June 6, 2013
With its world premiere on opening night of the Sydney Film Festival, the spotlight burned bright uponMystery Road and its auteur Ivan Sen. The one man filmmaking machine wrote, directed, shot, produced, edited and scored this outback crime saga, crafting a sober slow burn punctuated by vignettes from a superb supporting cast.
Leading the charge is Aaron Pedersen as Jay Swan, the detective who sets about investigating the murder of a young Aboriginal girl. Looking a little more cowboy than coppa, Jay has just returned from the big smoke and as his Holden makes the dusty rounds of this rural community, it’s clear no welcome wagon is set to follow. Instead Jay comes up against an ineffectual Sergeant (Tony Barry) and an affably antagonistic drug cop (Hugo Weaving); both of whom seem keen to let sleeping dogs lie.
Pedersen is commanding on screen as the committed detective with the unenviable task of questioning his own. Taciturn and thoughtful in turn, he traverses Mystery Road with impressive skill – indeed he is in practically every shot. But while the lone gun is certainly a Western convention, there’s a reason most cop films come in the ‘buddy’ variety. With no partner to banter with, or no baddie to cut away to – No Country for Old Men style – the film drags. Sen instead chooses to dot his landscape with with a series of intriguing cameos from the likes of Ryan Kwanten, Jack Thompson, Tasma Walton, David Field, Roy Billing, Damian Walshe-Howling, and the wild haired Jack Charles.

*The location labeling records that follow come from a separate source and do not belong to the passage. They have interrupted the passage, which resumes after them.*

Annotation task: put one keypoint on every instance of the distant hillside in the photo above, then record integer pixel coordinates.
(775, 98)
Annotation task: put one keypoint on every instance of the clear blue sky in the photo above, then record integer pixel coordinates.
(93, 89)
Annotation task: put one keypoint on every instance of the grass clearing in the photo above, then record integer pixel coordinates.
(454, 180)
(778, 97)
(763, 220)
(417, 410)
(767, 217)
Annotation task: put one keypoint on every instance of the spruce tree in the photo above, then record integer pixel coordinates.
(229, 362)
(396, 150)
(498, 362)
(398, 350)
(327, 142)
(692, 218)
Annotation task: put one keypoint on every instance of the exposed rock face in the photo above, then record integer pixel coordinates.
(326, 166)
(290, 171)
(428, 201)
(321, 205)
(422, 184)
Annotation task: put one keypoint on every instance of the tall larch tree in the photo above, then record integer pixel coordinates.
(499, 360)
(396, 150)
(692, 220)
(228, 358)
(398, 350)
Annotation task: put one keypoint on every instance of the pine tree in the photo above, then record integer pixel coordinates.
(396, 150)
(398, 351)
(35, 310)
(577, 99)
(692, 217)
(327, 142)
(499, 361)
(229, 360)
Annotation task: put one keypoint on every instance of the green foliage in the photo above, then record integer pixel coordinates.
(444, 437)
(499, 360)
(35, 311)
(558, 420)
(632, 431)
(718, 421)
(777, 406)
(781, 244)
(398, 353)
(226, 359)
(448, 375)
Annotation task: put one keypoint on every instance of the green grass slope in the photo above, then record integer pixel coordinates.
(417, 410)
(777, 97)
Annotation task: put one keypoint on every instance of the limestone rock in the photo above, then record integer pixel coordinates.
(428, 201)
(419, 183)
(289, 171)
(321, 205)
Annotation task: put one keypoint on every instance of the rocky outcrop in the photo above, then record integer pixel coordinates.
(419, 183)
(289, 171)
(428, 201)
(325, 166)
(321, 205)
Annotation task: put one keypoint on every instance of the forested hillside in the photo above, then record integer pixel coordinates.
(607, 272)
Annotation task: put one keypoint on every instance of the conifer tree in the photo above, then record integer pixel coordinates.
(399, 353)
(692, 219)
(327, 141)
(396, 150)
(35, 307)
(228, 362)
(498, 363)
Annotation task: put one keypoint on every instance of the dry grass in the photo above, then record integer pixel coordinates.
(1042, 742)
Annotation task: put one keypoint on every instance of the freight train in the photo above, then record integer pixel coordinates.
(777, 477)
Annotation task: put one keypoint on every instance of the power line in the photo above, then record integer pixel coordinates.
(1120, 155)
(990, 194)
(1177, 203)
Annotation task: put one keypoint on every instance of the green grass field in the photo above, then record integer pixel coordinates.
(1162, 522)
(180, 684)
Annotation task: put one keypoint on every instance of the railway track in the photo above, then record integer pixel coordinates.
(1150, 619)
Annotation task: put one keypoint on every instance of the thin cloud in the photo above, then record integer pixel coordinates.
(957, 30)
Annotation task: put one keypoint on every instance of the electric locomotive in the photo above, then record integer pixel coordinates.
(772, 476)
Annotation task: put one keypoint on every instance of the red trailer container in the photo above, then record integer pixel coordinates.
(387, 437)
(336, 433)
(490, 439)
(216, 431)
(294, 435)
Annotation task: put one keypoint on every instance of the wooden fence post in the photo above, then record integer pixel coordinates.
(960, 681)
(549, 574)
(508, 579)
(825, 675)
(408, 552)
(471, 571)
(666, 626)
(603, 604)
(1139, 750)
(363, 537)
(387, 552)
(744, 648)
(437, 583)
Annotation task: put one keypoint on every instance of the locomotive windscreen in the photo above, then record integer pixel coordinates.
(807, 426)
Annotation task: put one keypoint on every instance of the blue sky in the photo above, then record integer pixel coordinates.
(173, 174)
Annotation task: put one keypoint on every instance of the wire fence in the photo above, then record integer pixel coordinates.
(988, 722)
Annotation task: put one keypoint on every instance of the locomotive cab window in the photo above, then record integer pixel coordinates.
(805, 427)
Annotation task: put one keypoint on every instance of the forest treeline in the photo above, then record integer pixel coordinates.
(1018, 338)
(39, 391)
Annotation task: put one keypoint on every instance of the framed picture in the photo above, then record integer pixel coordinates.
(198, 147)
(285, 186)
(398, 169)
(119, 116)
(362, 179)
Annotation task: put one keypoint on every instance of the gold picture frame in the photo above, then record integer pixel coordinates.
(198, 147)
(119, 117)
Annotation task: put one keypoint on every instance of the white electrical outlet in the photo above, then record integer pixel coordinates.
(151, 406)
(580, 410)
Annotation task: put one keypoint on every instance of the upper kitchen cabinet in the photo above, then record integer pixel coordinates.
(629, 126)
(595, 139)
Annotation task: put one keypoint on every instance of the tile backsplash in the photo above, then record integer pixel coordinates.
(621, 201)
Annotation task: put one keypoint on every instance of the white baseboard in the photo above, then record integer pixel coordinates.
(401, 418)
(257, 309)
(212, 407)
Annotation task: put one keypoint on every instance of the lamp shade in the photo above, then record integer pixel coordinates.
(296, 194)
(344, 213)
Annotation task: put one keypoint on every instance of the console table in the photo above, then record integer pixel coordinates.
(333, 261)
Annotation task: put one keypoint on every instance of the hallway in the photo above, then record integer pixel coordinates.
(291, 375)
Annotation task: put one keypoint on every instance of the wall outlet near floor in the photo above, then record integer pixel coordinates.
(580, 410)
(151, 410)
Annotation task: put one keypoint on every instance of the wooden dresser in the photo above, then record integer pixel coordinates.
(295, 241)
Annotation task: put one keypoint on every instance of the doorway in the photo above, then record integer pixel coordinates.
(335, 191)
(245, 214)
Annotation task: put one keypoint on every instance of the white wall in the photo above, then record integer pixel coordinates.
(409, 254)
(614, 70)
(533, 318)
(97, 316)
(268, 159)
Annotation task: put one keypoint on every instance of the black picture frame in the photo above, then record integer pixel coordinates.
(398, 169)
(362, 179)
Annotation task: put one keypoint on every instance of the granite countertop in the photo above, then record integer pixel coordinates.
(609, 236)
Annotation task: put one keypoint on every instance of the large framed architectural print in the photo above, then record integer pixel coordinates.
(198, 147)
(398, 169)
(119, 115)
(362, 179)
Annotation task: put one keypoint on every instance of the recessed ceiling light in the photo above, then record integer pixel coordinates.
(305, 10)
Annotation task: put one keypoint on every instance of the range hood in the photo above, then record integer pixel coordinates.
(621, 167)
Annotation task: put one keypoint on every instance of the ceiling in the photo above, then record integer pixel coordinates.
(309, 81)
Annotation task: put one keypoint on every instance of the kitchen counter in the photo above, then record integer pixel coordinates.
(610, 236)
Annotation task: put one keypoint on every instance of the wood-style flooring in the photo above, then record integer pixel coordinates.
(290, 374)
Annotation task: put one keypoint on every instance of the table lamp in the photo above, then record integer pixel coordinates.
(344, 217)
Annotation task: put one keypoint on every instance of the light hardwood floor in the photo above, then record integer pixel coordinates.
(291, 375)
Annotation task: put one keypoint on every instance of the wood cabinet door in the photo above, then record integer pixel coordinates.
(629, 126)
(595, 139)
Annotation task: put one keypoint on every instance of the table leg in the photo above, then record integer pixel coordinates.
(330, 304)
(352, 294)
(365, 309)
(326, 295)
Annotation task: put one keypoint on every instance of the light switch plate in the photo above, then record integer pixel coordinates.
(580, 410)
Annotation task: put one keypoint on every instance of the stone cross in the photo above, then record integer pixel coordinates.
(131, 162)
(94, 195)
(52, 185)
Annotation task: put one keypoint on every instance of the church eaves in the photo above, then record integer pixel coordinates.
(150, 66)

Rather than unfolding in a series of twists and turns, this story spirals down, with each revelation striking a little closer to home for Jay. But the effect is almost squandered again by the film’s spluttering pace. On the one hand Sen is an expansive filmmaker who enjoys creating a sense of durée. This was true of his beautiful debut, Beneath Clouds, where we follow two teens on the road, as well as his recent Toomelah, where the audience is embedded with a remote indigenous community. The weight of time is felt here – partially to palpably disquieting effect – but on the other hand it threatens to sap the film of mystery.
The ever-entertaining Weaving picks up the pace with his supporting role. Rocking the double denim as hard as he does his scenes as Jay’s suspicious fellow cop, the amount of malevolence and amiable menace that man can weave (sorry) into a scene is impressive. Constantly referring to ‘Jay Boy’, with its patronising and faintly racist overtones, Weaving is bottled lightening, and the perfect foil to Pedersen’s on screen stoicism.
Two other standout performances come from Kwanten and Field, as both bring a more odiously explicit racism to the surface with fabulously laidback fiendishness. Less successfully explicit, however, are some of Sen’s naming decisions: Mystery Road is one thing, but Massacre Creek and Slaughter Hill are so on the nose they almost ruin the film’s stunning locations.
At 111 minutes, the climactic shootout feels too far down the road, although it proves a fascinating (and picturesque) destination. And ultimately, despite sharing similar ground with the Coen Brothers’ No Country for Old Men, or even the successful Danish series The Killing, Mystery Road is significantly more understated expedition. But should it have been? It seems Iven Sen is in need of an editor. His vision and work ethic are astounding, and absolutely worthy of celebrating on the big screen. But one can only wonder how much more mysterious the film might have been with another set of eyes in the editing suite.